Wortelrot ontstaat vaak door te natte grond. Zorg voor een goed drainerende bodem en pas het watergeven aan bij koeler weer. Schimmelziekten zoals meeldauw zijn te voorkomen door goede luchtcirculatie.

Rupsen kunnen vraatschade veroorzaken aan de bladeren. Pluk ze handmatig weg of gebruik een biologisch middel op basis van Bacillus thuringiensis, een bacterie die alleen schadelijk is voor rupsen.

Passievruchtrassen die je zelf kunt kweken

De meest gangbare soort is Passiflora edulis, ook wel bekend als de paarse passievrucht. Deze geeft lekkere vruchten en is relatief makkelijk in onderhoud.

Een ander ras is Passiflora edulis flavicarpa, de gele variant. Deze heeft grotere vruchten met een iets zuurdere smaak. Hij is iets gevoeliger voor kou.

Voor sierlijke bloemen maar geen vrucht kun je kiezen voor Passiflora caerulea. Deze wordt vooral als sierplant gehouden, maar draagt zelden eetbare vruchten.

Passievrucht oogsten

Hoe passievrucht bewaren

Verse passievruchten bewaar je het best op een koele, droge plek buiten de koelkast. Daar blijven ze tot een week goed. Je kunt ze ook invriezen: snijd ze doormidden en lepel het vruchtvlees eruit. Doe dit in een bakje of zakje en vries direct in. Zo blijven ze ongeveer zes maanden houdbaar.

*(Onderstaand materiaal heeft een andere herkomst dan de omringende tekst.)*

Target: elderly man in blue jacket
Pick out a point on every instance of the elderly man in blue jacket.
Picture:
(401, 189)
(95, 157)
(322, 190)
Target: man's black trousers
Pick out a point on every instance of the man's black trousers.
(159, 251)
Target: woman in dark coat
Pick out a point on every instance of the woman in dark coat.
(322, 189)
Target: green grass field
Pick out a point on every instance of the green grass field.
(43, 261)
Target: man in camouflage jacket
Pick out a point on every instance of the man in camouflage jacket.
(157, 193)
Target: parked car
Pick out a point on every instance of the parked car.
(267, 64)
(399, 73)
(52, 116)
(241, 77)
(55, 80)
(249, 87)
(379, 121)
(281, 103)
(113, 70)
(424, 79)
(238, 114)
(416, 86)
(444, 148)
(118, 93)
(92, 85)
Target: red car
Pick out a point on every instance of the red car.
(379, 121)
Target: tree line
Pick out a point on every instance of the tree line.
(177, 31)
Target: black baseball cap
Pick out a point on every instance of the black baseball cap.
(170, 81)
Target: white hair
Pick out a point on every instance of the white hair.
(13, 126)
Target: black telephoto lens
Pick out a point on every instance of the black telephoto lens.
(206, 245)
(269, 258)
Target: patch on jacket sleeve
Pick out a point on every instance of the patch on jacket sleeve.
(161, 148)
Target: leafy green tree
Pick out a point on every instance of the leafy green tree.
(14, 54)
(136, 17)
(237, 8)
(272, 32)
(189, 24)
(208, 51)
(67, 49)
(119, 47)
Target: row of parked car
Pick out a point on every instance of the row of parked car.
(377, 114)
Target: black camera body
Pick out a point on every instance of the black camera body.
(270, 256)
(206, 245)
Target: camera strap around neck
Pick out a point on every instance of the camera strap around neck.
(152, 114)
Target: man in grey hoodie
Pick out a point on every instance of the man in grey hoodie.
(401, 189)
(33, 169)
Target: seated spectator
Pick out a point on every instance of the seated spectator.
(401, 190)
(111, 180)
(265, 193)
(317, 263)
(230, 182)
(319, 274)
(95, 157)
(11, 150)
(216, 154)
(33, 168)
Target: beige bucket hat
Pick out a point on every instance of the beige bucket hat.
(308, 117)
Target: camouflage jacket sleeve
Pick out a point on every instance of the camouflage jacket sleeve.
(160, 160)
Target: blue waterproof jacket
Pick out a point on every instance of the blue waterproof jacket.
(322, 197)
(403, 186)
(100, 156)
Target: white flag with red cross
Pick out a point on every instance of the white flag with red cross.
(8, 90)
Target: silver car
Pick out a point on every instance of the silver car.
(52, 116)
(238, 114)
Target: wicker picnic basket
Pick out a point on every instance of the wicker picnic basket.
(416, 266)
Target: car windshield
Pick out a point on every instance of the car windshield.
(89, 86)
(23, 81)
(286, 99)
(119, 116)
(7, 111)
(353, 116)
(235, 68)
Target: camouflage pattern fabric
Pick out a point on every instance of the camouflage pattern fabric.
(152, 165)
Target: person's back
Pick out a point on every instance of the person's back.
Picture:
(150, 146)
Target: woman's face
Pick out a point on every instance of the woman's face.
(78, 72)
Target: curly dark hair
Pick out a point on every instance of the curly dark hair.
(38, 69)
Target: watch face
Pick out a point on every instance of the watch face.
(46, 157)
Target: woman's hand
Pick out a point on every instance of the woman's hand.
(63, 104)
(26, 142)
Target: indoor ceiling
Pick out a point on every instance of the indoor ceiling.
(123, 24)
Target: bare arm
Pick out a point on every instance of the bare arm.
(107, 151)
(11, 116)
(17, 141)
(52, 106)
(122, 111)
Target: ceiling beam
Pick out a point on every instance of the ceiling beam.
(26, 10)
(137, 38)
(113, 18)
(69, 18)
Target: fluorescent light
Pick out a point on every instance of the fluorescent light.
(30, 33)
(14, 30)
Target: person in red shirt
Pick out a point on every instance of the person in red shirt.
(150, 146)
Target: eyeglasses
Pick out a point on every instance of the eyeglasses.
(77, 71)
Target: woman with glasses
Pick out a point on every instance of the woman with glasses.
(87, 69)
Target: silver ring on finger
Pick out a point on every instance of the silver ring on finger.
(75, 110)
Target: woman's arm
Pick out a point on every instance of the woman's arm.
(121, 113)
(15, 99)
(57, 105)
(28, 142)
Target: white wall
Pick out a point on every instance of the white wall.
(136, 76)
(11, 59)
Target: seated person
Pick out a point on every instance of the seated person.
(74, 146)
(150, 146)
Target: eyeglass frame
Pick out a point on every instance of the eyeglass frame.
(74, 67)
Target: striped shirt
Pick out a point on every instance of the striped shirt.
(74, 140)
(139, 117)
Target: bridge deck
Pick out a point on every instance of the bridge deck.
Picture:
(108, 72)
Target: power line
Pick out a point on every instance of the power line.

Inmaken kan ook. Kook het vruchtvlees kort op met suiker en citroensap en bewaar het als compote of gelei. In gesteriliseerde potten blijft dit tot een jaar goed.

In de kelder kun je passievruchten enkele dagen tot een week bewaren, zolang het maar niet vochtig is. De geurige vruchten trekken snel fruitvliegjes aan, dus bewaar ze liefst in een afgesloten bak.

Conclusie

Passievrucht kweken vraagt om wat extra aandacht, vooral door zijn tropische aard. Toch is het goed mogelijk, ook in een kas of op een beschut balkon. Met de juiste verzorging, wat bescherming tegen kou en een beetje geduld, kun je al snel je eigen vruchten oogsten en bewaren. Dat maakt het meer dan de moeite waard.

Wilhelmus Hengstmengel

Wilhelmus Hengstmengel, een man wiens naam alleen al klinkt als een verhaal op zich, is niet zomaar een culinaire liefhebber, maar een doorgewinterde kenner van alles wat groeit, bloeit en uiteindelijk op het bord belandt. Met ruim 15 jaar ervaring in de culinaire wereld en een diepgewortelde liefde voor pure ingrediënten, weet hij dat echt gezond eten niet begint in de keuken, maar in de grond. Hij heeft niet alleen een passie voor koken, maar ook voor de oorsprong van zijn ingrediënten. Zelf groenten, fruit en kruiden telen is voor hem geen luxe, maar een noodzaak, een manier om controle te houden over wat er op het bord komt. Zijn verleden als groenteboer heeft hem niet alleen een scherp oog voor versheid en kwaliteit opgeleverd, maar ook een instinct voor duurzaamheid, een zeldzame combinatie die hij moeiteloos verweeft met zijn nuchtere, no-nonsense benadering van koken.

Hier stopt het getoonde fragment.